In California, a new state law mandated local jurisdictions allow ADUs. Under the new rules, San Francisco’s building permits jumped from one or two a month to twenty five or more the first month. In Los Angeles, permits have jumped tenfold. They now are projecting nearly 2000 next year (vs. 142 in 2016). (2)

But reducing regulation isn’t enough.

Many jurisdictions allow ADUs but they haven’t taken off. After eight years of legal use, Seattle is just starting to see a slow uptick. Perhaps because their location makes them less visible, many people don’t know what they are, where they are, and if they’re allowed.

Part of the Portland success story has been education. For years, advocates like Kol Peterson have been hosting public tours. When a thousand people sign up and you have to turn people away, you know your community has reached a critical mass where everyone knows someone who has one or has lived in one.

Nearly all ADUs are created by homeowners, and nearly all of them are amateur developers, in that they have never build anything before. In other communities, they need resources to understand the process, cost, etc. Cities can step in here and give a giant hand by creating ADU specific webpages, checklists for permits, tips. Stock plans and prefab may be options (although in my experience are of limited use once unless the site, access and owner needs are a good fit).

ADUs are expensive, but less expensive than anything else.

While Accessory Dwellings are the most cost effective way to add households to existing neighborhoods, that doesn’t make them automatically affordable. They are only less expensive in comparison to other housing options, mostly because they are either smaller than other options, or are carved out of existing housing. Unless we support steps to make their construction less expensive, or their financing less risky, we’ll continue to see only a few built.

Making construction and permitting less expensive is another article, but I want to focus on just one statistic by Jake Wegmann, Assistant Professor in the Community and Regional Planning program at the University of Texas at Austin.
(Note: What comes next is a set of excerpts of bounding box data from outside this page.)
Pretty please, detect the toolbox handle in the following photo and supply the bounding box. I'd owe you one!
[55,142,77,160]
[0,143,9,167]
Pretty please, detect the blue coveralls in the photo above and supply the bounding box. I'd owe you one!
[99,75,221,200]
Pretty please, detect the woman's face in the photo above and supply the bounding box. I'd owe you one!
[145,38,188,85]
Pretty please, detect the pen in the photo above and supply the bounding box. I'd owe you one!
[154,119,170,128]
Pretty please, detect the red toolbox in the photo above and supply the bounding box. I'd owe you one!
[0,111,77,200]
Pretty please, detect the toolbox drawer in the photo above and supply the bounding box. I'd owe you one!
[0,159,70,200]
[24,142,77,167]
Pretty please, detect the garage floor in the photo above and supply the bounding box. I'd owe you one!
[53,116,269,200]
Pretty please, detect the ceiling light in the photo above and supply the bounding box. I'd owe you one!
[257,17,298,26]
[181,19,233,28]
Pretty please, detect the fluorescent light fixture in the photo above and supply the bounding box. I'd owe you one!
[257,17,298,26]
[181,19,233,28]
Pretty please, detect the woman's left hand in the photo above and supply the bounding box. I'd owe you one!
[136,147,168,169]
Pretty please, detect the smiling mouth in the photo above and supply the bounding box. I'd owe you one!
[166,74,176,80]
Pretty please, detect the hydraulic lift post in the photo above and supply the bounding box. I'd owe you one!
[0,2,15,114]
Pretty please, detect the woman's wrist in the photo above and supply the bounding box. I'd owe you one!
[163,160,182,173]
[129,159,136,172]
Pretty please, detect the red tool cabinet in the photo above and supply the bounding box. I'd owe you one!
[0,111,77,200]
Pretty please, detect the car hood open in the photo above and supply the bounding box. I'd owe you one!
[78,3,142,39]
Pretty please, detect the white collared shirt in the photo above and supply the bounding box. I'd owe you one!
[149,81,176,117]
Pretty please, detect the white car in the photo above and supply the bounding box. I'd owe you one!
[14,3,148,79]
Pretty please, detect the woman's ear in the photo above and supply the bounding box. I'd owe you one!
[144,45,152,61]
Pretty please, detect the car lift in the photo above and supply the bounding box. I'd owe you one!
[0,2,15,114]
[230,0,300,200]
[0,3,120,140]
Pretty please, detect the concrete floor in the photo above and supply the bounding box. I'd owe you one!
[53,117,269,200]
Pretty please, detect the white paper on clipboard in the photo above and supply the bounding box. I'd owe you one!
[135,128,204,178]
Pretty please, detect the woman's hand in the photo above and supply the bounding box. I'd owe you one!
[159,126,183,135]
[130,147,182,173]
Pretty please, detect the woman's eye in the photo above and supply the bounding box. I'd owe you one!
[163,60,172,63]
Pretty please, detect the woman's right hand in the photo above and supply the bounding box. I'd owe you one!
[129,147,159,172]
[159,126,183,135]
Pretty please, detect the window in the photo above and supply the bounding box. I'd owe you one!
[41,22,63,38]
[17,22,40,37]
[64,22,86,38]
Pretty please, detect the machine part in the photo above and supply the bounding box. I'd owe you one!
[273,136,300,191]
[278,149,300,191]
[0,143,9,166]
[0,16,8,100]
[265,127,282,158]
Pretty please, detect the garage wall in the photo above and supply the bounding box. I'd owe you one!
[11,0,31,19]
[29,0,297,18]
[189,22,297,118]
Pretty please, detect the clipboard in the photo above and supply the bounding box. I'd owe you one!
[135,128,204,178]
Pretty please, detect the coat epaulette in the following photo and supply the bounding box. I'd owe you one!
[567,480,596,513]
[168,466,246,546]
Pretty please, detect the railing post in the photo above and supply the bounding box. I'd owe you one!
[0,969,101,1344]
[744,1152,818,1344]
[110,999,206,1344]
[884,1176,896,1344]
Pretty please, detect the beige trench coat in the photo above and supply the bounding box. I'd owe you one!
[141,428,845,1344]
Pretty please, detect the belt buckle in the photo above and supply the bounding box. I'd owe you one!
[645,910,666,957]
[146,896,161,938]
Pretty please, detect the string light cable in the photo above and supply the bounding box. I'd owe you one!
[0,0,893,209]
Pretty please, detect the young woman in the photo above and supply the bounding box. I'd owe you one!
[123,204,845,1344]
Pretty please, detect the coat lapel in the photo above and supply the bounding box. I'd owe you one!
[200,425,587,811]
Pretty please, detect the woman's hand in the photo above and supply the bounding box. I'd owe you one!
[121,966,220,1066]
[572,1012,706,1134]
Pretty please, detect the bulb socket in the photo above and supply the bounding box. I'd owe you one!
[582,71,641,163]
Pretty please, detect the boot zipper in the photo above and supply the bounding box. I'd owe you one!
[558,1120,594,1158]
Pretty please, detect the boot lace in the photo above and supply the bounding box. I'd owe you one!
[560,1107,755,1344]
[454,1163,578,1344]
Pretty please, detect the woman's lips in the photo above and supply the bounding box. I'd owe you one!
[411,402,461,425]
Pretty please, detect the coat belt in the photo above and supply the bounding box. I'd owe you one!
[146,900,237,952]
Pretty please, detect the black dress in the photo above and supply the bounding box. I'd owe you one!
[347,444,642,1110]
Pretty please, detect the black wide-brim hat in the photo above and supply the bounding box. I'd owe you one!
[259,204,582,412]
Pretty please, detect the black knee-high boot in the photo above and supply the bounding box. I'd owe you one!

In a study of 414 ADUs in Portland, Seattle and Vancouver, about 85% of homeowners used equity, cash or other personal resources to finance construction, whereas less than 5% were able to borrow against future value (or rental income, unlike any other rental property type). Today’s new ADU is almost exclusively the providence of those with significant resources at hand. Limited financing options and high construction cost are still insurmountable barriers for those who otherwise would like to build an ADU.

Towards a system that supports ADUs

It isn’t enough to tweak the code and assume it will be followed by a groundswell of new ADUs. And that’s a big problem for those like me, who’d like to see ADUs have a widespread impact on our housing shortage and affordability crisis. It is going to require more pro-housing policy, public education, new resources for financing, and breaks on construction cost and permitting working together to cultivate an environment where ADUs are viable option for our housing reality.

  1. Jake Wegmann, data from presentation slide, 11/3/17
  2. ADU permits in LA, . An the conference, another speaker provided the more current projection of 2000.